I could be wrong about that. I’m wrong about a lot of things, but if advertising trends are any indication, then I’m not far off the mark. Every year Lexus trots out the same ad with the same ostentatious red bow on top of a shiny new Lexus, with someone handing over the keys to an ecstatic soul, who now loves their new best friend, whether that friend is the new car or the person who bought it for them.

And then there’s the Great Christmas Light Fight put on by ABC. Season 7 begins on December 2, and ABC is so sure of its success that they’ve already scheduled Season 8 for December of 2020. Basically it’s a competition to see who can come up with the most outlandish Christmas light display, and entries are accepted from all across the country. My problem with it is that, as with the Lexus ads, they’re missing the whole point of Christmas.

As far as I’m concerned, the whole thing is utter madness.

The purpose of Christmas is to celebrate and honor, and express our gratitude to God for His one-of-a-kind and precious gift of Jesus Christ to mankind for the remission of our sins.

There has never been a gift like this, and never will be again. I mean, Who gives His own and only Son, who allows Himself to be murdered in the most vile, shameful, and painful death ever known, even though he’s a completely innocent and perfect human being, because He’s taking the punishment for the rest of humanity for our sins.

Who does that?
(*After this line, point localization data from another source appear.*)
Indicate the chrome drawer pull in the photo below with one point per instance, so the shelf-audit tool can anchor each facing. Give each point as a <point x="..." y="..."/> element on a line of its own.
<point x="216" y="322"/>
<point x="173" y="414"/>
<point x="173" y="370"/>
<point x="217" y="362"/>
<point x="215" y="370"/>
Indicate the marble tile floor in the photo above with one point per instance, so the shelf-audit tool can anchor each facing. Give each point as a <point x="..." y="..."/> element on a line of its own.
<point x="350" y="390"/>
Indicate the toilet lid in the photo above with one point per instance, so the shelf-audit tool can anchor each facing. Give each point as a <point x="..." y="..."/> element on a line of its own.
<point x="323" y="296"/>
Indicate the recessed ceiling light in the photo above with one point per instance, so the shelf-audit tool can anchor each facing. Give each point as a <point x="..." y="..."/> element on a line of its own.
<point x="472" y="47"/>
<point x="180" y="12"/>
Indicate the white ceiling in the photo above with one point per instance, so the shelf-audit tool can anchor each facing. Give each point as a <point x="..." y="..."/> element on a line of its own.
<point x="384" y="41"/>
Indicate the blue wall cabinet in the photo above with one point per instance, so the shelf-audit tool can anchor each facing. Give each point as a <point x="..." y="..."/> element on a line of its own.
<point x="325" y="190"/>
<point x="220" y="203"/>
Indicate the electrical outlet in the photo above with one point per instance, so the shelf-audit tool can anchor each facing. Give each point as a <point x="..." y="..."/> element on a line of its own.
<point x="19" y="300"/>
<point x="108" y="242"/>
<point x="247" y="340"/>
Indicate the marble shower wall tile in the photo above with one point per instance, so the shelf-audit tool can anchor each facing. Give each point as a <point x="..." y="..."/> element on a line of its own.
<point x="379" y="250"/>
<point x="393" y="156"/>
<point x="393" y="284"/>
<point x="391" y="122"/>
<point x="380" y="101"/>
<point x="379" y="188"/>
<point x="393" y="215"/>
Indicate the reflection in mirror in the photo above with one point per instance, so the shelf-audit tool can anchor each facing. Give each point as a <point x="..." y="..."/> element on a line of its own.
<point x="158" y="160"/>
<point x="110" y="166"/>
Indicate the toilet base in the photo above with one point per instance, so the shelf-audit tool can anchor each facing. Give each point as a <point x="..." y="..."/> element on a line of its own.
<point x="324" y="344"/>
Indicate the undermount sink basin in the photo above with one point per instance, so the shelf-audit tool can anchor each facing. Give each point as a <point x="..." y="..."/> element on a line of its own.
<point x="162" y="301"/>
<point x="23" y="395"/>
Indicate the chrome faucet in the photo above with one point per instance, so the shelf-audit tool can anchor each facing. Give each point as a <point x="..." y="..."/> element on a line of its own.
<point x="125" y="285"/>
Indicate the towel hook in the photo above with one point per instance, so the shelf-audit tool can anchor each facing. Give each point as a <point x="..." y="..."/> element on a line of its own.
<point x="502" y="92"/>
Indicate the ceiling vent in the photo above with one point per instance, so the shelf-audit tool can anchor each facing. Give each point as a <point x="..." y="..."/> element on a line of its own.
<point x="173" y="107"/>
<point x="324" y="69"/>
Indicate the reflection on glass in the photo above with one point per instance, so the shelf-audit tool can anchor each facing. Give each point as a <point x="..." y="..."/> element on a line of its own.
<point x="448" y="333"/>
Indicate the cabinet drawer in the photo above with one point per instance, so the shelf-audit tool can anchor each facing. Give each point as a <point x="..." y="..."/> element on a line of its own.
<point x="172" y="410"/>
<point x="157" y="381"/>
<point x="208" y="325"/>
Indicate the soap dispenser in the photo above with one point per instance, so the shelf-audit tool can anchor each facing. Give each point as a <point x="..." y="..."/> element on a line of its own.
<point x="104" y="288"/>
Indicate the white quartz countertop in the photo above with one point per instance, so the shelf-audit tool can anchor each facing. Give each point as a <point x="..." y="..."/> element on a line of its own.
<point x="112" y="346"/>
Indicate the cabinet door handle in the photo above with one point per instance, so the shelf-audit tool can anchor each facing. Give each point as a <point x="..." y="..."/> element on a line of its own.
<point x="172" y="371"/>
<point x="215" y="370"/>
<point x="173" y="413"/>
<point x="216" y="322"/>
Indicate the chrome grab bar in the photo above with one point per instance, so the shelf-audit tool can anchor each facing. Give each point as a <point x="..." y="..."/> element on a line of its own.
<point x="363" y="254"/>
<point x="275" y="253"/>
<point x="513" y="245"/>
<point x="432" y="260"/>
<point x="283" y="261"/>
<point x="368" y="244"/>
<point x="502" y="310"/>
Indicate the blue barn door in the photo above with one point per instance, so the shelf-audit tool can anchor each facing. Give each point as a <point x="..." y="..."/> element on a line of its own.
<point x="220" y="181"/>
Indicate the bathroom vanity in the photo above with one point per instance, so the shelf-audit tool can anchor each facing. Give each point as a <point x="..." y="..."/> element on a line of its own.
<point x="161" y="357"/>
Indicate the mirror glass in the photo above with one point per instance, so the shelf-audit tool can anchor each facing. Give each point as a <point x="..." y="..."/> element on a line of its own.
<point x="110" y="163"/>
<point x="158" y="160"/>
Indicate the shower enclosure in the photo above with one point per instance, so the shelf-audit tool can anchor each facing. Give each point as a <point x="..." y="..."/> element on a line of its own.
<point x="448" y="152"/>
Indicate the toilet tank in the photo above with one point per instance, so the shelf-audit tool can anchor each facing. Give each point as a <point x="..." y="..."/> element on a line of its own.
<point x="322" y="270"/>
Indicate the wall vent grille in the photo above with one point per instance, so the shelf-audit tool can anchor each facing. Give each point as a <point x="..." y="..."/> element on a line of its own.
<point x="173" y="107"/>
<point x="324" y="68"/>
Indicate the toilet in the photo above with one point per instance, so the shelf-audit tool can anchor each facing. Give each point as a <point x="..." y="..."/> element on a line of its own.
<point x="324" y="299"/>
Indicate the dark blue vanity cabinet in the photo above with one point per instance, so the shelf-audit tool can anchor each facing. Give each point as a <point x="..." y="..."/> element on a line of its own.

Only God, Who did it because He loved us SOOO incredibly much.

And in the process of dying, the Son has to experience the abandonment of His Father because He has to take on Himself the sin of the whole world, and His Father can’t look at Him at that point because the Father is too holy and pure to be able to look at sin, so He has to turn His back on His Son.

I think that was the most painful part of the crucifixion for Jesus, and why He cried out from the cross,

Then at three o’clock Jesus called out with a loud voice, “Eloi, Eloi, lema sabachthani?” which means “My God, my God, why have you abandoned me?” ~ Mark 15:34, NLT.

This post started out being about Christmas, and it’s ended up being about Easter, and while that wasn’t necessarily a conscious thing on my part, I think it was on God’s, because Jesus came to earth so He could die on a cross for our redemption, and three days later He was resurrected from the dead, once again for us, so He could return to Heaven and sit at the right hand of the Father, where He intercedes for us always,

Therefore He is also able to save to the uttermost those who come to God through Him, since He always lives to make intercession for them. ~ Hebrews 7:25, NKJV.

Who then will condemn us? No one—for Christ Jesus died for us and was raised to life for us, and he is sitting in the place of honor at God’s right hand, pleading for us. ~ Romans 8:34, NLT.

We celebrate Christmas and Easter as separate holidays, but I think they could easily be celebrated as one huge observance commemorating the Birth, Life, Death, and Resurrection of Christ. It could done over a two week period, with a few days devoted to each period, and then a final huge bang-up party at the end.

I know this will never happen, because people are way too entrenched in their traditions. Plus, in reality, the Life of Christ should be lived out and celebrated in our everyday existence all the time.

I know this is kinda long. Sorry…

I think I’m done with this rant for the time being, but I’m sure I’ll have more to say at a later time.